The subject of green building is rife with contradiction. Sure, LEED-certified structures consume less energy than those simply built to code. But constructing a building of almost any sort tends to be an energy-intensive process, and even a home built to cut its carbon emissions by 50 percent still carries more eco-guilt than, say, the average family car. (According to the U.S. Department of Energy, the average American home produces 27,300 pounds of CO2 emissions on an annual basis, as compared to the 12,100 pounds CO2 produced by the average automobile.) Not to mention those giant eco-mansions that actually consume more resources than conventionally built homes built to a smaller scale.

Nowhere is the contradiction more apparent than in the case of demolition: is it really environmentally conscious to tear down an old (but still functional) structure to make way for a new green one?

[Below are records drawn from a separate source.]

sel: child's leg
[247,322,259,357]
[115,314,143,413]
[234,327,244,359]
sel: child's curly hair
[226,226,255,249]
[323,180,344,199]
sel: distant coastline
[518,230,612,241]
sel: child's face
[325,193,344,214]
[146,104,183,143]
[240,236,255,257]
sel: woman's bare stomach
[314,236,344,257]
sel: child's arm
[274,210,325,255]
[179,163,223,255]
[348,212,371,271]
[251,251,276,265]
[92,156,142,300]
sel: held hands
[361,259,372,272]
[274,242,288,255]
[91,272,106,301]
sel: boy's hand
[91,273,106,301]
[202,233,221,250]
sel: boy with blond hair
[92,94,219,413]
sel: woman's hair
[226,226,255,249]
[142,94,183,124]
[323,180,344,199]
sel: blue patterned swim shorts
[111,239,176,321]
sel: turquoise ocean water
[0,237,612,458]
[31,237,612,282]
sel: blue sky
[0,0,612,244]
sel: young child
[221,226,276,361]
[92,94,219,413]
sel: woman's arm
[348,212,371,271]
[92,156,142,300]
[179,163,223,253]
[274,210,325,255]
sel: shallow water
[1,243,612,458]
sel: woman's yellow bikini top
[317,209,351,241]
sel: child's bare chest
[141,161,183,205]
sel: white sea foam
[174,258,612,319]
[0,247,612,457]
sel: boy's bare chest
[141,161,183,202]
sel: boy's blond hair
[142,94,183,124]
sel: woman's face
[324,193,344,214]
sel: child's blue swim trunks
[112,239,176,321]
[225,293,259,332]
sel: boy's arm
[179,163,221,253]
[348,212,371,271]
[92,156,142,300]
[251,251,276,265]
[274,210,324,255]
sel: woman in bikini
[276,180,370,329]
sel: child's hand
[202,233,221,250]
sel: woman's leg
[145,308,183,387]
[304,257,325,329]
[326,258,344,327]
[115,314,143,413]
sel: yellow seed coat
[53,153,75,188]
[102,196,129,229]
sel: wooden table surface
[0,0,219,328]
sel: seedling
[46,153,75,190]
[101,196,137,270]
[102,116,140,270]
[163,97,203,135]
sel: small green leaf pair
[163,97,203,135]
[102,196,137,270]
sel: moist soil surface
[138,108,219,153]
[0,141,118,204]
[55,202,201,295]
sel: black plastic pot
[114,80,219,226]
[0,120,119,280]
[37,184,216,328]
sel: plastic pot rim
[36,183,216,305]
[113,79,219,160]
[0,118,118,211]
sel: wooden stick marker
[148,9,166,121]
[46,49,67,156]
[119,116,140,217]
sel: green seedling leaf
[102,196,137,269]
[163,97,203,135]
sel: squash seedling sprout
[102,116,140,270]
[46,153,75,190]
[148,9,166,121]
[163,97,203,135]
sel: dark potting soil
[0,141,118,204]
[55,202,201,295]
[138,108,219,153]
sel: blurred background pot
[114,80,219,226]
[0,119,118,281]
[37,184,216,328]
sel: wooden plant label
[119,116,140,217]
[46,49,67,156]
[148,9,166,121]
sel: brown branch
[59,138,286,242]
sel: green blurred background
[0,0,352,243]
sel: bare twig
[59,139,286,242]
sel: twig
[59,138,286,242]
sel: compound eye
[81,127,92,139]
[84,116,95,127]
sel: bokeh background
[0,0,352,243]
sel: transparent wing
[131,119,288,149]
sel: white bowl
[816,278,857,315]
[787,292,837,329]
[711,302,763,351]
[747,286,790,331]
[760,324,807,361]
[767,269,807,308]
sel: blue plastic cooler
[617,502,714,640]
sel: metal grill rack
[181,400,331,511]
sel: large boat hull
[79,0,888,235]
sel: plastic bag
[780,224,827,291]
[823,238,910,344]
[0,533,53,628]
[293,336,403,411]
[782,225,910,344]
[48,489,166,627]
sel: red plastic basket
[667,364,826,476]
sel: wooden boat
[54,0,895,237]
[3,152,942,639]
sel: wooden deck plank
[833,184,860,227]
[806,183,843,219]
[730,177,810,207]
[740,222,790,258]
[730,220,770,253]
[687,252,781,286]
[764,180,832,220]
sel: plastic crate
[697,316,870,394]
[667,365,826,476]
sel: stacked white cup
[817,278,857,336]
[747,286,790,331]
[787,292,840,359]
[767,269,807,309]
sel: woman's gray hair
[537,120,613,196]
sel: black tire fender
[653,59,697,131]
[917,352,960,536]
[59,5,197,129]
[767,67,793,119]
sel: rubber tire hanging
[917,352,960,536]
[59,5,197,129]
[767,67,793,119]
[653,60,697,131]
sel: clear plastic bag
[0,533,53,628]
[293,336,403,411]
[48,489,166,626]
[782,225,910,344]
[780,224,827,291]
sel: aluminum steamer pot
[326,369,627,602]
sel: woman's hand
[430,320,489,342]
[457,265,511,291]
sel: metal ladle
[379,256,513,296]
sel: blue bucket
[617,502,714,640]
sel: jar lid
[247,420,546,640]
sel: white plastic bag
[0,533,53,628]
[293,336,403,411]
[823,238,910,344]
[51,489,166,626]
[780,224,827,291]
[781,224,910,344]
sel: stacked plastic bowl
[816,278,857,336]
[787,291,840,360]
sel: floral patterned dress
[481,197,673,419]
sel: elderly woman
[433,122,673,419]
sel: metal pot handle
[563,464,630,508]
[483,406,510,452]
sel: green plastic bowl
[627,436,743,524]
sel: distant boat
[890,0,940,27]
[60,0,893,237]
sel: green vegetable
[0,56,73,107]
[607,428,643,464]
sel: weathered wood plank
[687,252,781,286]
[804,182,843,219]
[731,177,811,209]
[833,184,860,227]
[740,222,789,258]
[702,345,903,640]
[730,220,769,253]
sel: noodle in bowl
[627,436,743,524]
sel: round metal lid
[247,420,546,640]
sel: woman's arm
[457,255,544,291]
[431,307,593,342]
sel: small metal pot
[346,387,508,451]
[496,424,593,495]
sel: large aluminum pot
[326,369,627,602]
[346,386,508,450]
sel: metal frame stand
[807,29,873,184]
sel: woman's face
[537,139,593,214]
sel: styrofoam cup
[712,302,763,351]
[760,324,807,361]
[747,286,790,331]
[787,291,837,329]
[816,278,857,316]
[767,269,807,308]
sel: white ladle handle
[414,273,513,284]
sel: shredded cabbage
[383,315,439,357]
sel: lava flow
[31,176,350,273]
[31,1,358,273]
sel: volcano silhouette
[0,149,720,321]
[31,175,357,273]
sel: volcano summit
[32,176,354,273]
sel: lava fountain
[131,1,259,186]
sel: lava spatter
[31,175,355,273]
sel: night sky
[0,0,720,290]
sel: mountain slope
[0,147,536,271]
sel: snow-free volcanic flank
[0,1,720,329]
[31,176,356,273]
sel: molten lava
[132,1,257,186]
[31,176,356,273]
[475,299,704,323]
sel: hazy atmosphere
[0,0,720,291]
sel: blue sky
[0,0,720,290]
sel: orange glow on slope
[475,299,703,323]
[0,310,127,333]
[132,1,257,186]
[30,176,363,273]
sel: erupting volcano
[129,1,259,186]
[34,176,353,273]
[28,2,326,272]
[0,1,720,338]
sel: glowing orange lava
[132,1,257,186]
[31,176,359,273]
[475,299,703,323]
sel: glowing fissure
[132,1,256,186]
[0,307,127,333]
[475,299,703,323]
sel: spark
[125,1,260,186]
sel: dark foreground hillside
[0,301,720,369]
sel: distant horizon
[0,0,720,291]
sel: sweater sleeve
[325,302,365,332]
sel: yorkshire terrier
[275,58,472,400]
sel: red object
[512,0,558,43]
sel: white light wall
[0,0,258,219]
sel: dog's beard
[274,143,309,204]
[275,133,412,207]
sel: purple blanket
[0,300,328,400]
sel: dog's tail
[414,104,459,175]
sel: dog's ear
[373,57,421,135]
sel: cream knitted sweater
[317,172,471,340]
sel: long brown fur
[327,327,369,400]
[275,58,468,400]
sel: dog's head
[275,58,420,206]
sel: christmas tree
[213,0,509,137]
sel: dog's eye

King Elementary, Cambridge
image via Architizer / Max Moore

That’s the controversy currently dogging the proposed demolition of the Martin Luther King Elementary School in Cambridge, Mass. Architizer reports that local residents are questioning a proposal to demolish this essentially sound school building to replace it with a new “green” one. The current building was designed by Catalan architect Josep Lluis Sert, and compliments the many other buildings in Cambridge he worked on during the years he taught at Harvard (including the Peabody Terrace Graduate Housing complex just across the street).

The proposed new building would serve grades K to 8th with all the green bells and whistles: natural daylighting in classrooms, high efficiency mechanical and electrical systems and efficient insulation. The architects who would be designing the new building, Perkins Eastman, aim to have this new school building produce as much energy as it consumes on an annual basis — i.e., to achieve net zero status. Which, it must be said, is pretty darn green.

A recent study from Preservation Green Lab: National Trust for Historic Preservation took a look at the lifetime cycle of buildings and their effect the environment. This comparative study assessed the performance of preserved and rehabilitated buildings as compared to new ones with up to date technology built to green standards. Using the widely accepted tool of Life Cycle Assessment (LCA), the study found that the reuse and retrofit of buildings of equivalent size and functionality can, in most cases, be more ecologically friendly than constructing a new one.

Citing numerous case studies, the data shows that even with a new building that’s 30 percent more efficient than an existing one, it can take between 10 and 80 years for a new, energy efficient building to overcome the climate change impacts that were created during that new building’s construction. If the new school building in Cambridge were, in fact, constructed to net zero standards, those impacts would be overcome significantly more quickly — but the LCA costs of renewable energy tech (such as solar panels) would have to be factored in as well, which could potentially shift the equation in the direction of retrofitting.

In Cambridge, it remains to be seen whether those numbers will be cited in deciding whether to tear down or retrofit King Elementary, but community members, alongside Docomomo US/New England, have gathered to fight back against this building’s demolition, and the next few months should delve a verdict, one way or the other.